Even though she initially came to Singer believing he was the real deal, soon, she says, she was taken in by his scheme. “After a year, he started to say your daughter is not going to get into any of the colleges that she wants to, and I believed him,” she shared. “So when he slowly started to present the criminal scheme, it seems like—and I know this seems crazy at the time—but that was my only option to give my daughter a future.”
Not so much. Huffman’s decision eventually led to a late-night visit from the FBI at her and her husband William H. Macy’s home. “They came into my home. They woke my daughters up at gunpoint. Again, nothing new to the Black and brown community. Then they put my hands behind my back and handcuffed me and I asked if I could get dressed,” she said. “I thought it was a hoax. I literally turned to one of the FBI people, in a flak jacket and a gun, and I went, is this a joke?”

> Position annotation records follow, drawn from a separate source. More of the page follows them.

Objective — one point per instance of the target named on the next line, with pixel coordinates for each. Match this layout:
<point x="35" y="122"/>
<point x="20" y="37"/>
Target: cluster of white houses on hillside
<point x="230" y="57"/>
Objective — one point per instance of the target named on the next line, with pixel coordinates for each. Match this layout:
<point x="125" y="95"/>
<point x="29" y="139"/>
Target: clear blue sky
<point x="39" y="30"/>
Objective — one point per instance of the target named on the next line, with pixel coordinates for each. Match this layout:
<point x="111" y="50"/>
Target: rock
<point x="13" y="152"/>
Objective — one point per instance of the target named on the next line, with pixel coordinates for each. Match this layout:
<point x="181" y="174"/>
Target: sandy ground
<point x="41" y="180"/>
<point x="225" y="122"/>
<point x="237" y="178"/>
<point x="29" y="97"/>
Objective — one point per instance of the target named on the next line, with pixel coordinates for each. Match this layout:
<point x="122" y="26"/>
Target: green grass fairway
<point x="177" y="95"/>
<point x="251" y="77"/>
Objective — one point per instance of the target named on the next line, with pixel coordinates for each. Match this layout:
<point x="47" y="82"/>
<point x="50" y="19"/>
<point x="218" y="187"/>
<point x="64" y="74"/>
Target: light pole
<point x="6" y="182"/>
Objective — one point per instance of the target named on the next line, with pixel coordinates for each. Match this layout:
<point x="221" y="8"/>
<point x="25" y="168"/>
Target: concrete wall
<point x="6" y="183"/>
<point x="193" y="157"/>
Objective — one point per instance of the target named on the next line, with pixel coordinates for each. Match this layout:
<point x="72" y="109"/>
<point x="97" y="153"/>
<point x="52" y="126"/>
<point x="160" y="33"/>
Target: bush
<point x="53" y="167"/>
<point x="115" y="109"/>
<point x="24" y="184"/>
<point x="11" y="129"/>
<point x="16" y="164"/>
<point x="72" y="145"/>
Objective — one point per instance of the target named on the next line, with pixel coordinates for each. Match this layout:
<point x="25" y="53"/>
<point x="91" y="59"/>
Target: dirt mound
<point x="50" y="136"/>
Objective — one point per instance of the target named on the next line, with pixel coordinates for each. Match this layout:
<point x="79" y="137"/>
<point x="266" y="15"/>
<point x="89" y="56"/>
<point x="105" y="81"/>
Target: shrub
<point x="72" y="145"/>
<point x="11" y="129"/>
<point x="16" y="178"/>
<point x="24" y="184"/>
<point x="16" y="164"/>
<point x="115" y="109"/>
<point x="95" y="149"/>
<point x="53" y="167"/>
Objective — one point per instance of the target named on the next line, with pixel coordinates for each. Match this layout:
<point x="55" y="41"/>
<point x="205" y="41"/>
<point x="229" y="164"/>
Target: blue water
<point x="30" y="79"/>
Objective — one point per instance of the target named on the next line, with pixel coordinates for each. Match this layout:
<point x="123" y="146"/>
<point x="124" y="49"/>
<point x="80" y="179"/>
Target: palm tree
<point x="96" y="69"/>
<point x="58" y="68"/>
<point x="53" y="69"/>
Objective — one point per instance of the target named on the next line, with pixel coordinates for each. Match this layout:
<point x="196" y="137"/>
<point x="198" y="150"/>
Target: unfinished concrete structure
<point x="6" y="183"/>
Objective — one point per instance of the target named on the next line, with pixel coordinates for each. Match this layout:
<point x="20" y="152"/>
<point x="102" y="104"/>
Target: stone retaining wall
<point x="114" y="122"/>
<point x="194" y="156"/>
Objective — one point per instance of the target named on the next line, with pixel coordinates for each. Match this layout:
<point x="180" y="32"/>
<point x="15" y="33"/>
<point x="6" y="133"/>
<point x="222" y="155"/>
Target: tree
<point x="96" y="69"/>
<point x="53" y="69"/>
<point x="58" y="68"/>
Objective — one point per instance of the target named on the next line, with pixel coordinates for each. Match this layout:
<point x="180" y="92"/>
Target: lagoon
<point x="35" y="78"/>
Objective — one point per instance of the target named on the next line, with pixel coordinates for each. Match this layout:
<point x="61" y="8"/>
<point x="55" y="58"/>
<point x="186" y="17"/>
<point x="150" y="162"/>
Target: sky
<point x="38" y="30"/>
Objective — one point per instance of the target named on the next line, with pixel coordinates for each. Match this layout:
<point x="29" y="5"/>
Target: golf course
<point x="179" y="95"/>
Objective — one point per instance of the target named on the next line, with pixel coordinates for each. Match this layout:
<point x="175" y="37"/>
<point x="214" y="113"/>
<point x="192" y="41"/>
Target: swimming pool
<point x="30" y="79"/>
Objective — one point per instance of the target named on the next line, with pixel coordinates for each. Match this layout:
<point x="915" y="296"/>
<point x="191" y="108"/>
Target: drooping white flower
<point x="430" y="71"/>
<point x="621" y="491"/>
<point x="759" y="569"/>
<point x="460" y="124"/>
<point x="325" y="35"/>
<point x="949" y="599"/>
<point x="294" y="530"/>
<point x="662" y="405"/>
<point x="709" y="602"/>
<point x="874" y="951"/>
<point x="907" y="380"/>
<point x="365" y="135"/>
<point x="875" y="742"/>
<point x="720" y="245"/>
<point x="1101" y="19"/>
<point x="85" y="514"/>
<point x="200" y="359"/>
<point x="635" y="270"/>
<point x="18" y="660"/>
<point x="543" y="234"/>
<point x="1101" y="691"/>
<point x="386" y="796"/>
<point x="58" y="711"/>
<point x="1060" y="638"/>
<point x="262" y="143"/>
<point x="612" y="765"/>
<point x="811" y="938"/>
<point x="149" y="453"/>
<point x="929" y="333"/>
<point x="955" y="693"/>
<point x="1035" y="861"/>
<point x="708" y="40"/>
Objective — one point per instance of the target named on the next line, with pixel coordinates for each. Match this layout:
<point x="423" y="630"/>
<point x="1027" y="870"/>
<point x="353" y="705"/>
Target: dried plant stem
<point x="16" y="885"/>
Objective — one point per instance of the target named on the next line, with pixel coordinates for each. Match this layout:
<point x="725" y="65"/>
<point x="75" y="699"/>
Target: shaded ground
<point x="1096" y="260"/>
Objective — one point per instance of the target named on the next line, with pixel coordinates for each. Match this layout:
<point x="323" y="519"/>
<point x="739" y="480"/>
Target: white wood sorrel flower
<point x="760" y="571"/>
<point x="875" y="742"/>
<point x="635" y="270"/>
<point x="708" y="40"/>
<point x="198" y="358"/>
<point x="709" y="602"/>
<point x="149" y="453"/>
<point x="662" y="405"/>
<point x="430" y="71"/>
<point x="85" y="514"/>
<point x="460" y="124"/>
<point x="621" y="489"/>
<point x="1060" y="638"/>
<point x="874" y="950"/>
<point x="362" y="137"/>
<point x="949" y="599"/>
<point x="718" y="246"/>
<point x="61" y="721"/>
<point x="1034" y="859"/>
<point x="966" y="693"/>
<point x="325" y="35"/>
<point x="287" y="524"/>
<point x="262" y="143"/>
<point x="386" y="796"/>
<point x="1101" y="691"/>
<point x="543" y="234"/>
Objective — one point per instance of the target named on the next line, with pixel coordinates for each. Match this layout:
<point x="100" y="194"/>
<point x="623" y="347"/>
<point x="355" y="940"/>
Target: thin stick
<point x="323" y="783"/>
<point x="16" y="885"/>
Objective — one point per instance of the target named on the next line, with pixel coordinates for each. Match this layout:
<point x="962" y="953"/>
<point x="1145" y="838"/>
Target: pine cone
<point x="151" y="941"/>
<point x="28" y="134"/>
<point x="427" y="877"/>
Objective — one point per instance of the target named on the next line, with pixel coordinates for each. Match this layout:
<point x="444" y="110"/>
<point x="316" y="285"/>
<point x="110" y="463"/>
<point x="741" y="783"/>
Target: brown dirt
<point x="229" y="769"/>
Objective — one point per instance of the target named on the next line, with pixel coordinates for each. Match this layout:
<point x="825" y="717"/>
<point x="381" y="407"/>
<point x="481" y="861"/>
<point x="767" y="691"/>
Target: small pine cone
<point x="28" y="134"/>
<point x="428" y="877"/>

Still, it sounds like everyone involved is starting to heal from the experience. Huffman’s daughter retook the SAT (for real this time) and is now studying at Carnegie Mellon University. As for Huffman, she’s decided to speak out after all this time because she’s gotten more involved with an organization called A New Way Of Life where she originally did her court-ordered community service. A New Way Of Life helps women get back on their feet after serving prison time. “I want to use my experience and what I’ve gone through and the pain to bring something good,” Huffman said of her continuing work.